Q24 of 32 · Behavioural

Describe a difficult production incident you investigated. What was your role?

BehaviouralSeniorbehaviouralincidentinvestigationproductionstarsenior

Short answer

Short answer: Walk through the timeline in real time — what you did at each step, how you coordinated, what was unclear, and what you eventually pinned it on. Show calm under uncertainty and honest follow-through after the fire was out.

Detail

Incidents are crucible-moments. The interviewer wants to see how you behave when the system is on fire and the answer isn't obvious.

STAR walkthrough — sample answer:

Situation: A previous platform I worked on had a 90-minute outage of a customer-facing search feature. Symptom: searches were returning empty for some users while other users got results. The first reports came in via support; the team's monitoring hadn't fired because aggregate search-API success rate looked normal.

Task: I was the on-call QA lead for the area. I joined the incident channel within 5 minutes of the page going up.

Action: Real-time walkthrough:

0-15 min — establish what's happening. The on-call engineer was looking at the search service logs; nothing obvious. I started reproducing from the user side — used three test accounts to query, found the bug repro'd intermittently. Critical data point: the failures correlated with users on a specific data-residency region.

15-30 min — narrow the failure pattern. I checked the user accounts that had reported issues — all in the same region. Searched recent deploys: a config change to the regional routing layer had gone out 2 hours before. I shared this in the channel and tagged the engineer who'd shipped that change.

30-45 min — confirm the cause. The engineer pulled up the change. The new config had a subtle bug: routing rules were case-sensitive on a header value that was mixed-case in some clients. About 30% of users in that region were hitting the broken path. The engineer initiated a rollback.
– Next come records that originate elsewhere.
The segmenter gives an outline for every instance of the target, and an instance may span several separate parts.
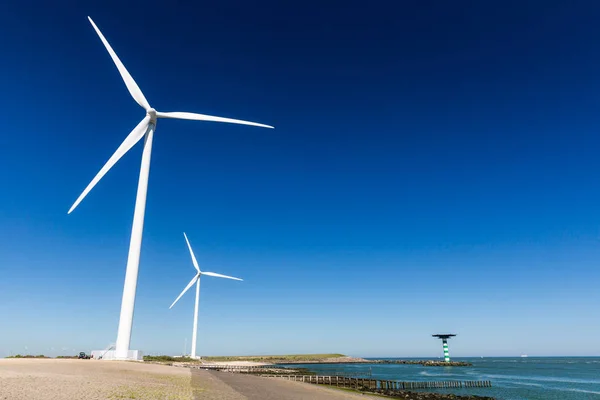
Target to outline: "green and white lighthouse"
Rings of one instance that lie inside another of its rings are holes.
[[[438,339],[442,339],[442,344],[444,345],[444,361],[450,362],[450,353],[448,352],[448,339],[456,335],[453,333],[438,333],[436,335],[431,336],[436,337]]]

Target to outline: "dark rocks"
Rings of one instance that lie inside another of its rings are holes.
[[[464,361],[435,361],[435,360],[373,360],[373,364],[410,364],[426,367],[470,367],[473,364]]]
[[[364,358],[337,358],[315,361],[286,361],[274,364],[411,364],[425,365],[427,367],[470,367],[473,364],[464,361],[436,361],[436,360],[367,360]]]
[[[397,391],[387,389],[369,389],[363,387],[360,389],[361,392],[366,393],[377,393],[390,396],[394,399],[406,399],[406,400],[495,400],[493,397],[487,396],[459,396],[456,394],[444,394],[444,393],[431,393],[431,392],[409,392],[409,391]]]

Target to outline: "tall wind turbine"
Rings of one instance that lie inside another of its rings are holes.
[[[196,284],[196,304],[194,306],[194,331],[192,332],[192,354],[191,354],[191,357],[196,358],[196,333],[198,332],[198,304],[200,303],[200,275],[215,276],[217,278],[234,279],[236,281],[241,281],[243,279],[234,278],[233,276],[221,275],[221,274],[217,274],[215,272],[200,271],[200,267],[198,266],[198,261],[196,261],[196,256],[194,255],[194,250],[192,250],[192,246],[190,246],[190,241],[188,240],[185,232],[183,233],[183,236],[185,237],[185,241],[188,245],[188,249],[190,249],[190,255],[192,256],[192,263],[194,264],[194,268],[196,268],[197,273],[196,273],[196,276],[194,276],[192,278],[190,283],[188,283],[188,285],[185,287],[185,289],[183,289],[183,292],[181,292],[181,294],[179,294],[179,296],[177,296],[177,298],[175,299],[173,304],[171,304],[171,307],[169,307],[169,310],[171,308],[173,308],[173,306],[175,305],[175,303],[177,303],[179,301],[181,296],[183,296],[185,294],[185,292],[187,292],[195,283]]]
[[[154,131],[156,130],[156,121],[158,118],[176,118],[176,119],[191,119],[197,121],[213,121],[213,122],[228,122],[232,124],[252,125],[263,128],[273,128],[269,125],[258,124],[255,122],[241,121],[238,119],[214,117],[204,114],[194,114],[188,112],[159,112],[154,108],[150,107],[150,104],[144,97],[144,94],[135,83],[129,72],[125,69],[125,66],[117,57],[117,54],[112,49],[108,41],[102,35],[102,32],[98,29],[94,21],[88,17],[90,23],[94,27],[94,30],[104,43],[104,47],[108,50],[113,62],[117,66],[127,90],[133,97],[133,99],[146,111],[146,116],[142,121],[133,128],[133,131],[125,138],[123,143],[119,146],[117,151],[110,157],[110,159],[104,164],[100,172],[92,179],[90,184],[85,188],[83,193],[75,201],[69,214],[79,205],[79,203],[85,198],[85,196],[92,190],[92,188],[102,179],[102,177],[112,168],[113,165],[125,153],[127,153],[137,142],[142,138],[144,141],[144,151],[142,153],[142,164],[140,167],[140,177],[138,181],[137,196],[135,200],[135,211],[133,213],[133,226],[131,228],[131,240],[129,243],[129,255],[127,257],[127,270],[125,272],[125,285],[123,287],[123,299],[121,301],[121,316],[119,319],[119,330],[117,334],[116,342],[116,354],[115,357],[118,359],[127,359],[129,356],[129,343],[131,340],[131,327],[133,323],[133,308],[135,305],[135,291],[137,286],[138,267],[140,262],[140,249],[142,246],[142,231],[144,228],[144,213],[146,211],[146,193],[148,191],[148,174],[150,172],[150,155],[152,153],[152,138]]]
45-60 min — verify recovery. I monitored from the user side as rollback rolled out — re-ran my test queries every minute, watched the regional success rate climb. Cleared the all-clear once five consecutive minutes were green.

60-90 min — communications and write-up. Helped the on-call engineer draft the customer comms. After the comms went out, started the post-incident document with timeline, root cause, what worked, what didn't.
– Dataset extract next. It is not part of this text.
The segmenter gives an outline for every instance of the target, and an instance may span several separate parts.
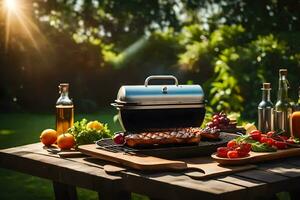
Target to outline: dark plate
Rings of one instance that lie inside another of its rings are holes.
[[[127,146],[116,146],[111,139],[96,142],[99,148],[117,152],[136,152],[144,155],[161,158],[187,158],[197,156],[210,156],[216,152],[218,147],[226,146],[226,143],[238,135],[231,133],[220,133],[219,140],[203,140],[195,145],[157,145],[147,148],[129,148]]]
Result: Outage was resolved in 60 minutes for the affected user segment. The post-incident doc led to two changes: monitoring at the regional cohort level (not just aggregate, which had hidden the failure), and a CI check that caught case-sensitivity bugs in routing config. I drove both follow-ups over the next two weeks.

What I learned: incidents are won by narrowing fast, not by being right immediately. The early reproduce-from-the-user-side move was disproportionately valuable — it told us what aggregate metrics were missing. After that, the cause was findable.

Why this works: detailed timeline, named the candidate's specific contributions (regional pattern recognition, user-side repro, post-incident follow-through), and shows incident behaviours that translate to other situations.

// WHAT INTERVIEWERS LOOK FOR

Calm under uncertainty, narrowing the problem fast, clear contribution to coordination, and post-incident follow-through. Bonus signal: catching the gap monitoring had missed and driving the structural fix.

// COMMON PITFALL

Hero narratives where the candidate single-handedly found the bug. Interviewers know real incidents are team efforts; the strong answer credits the team and shows your specific contribution within it.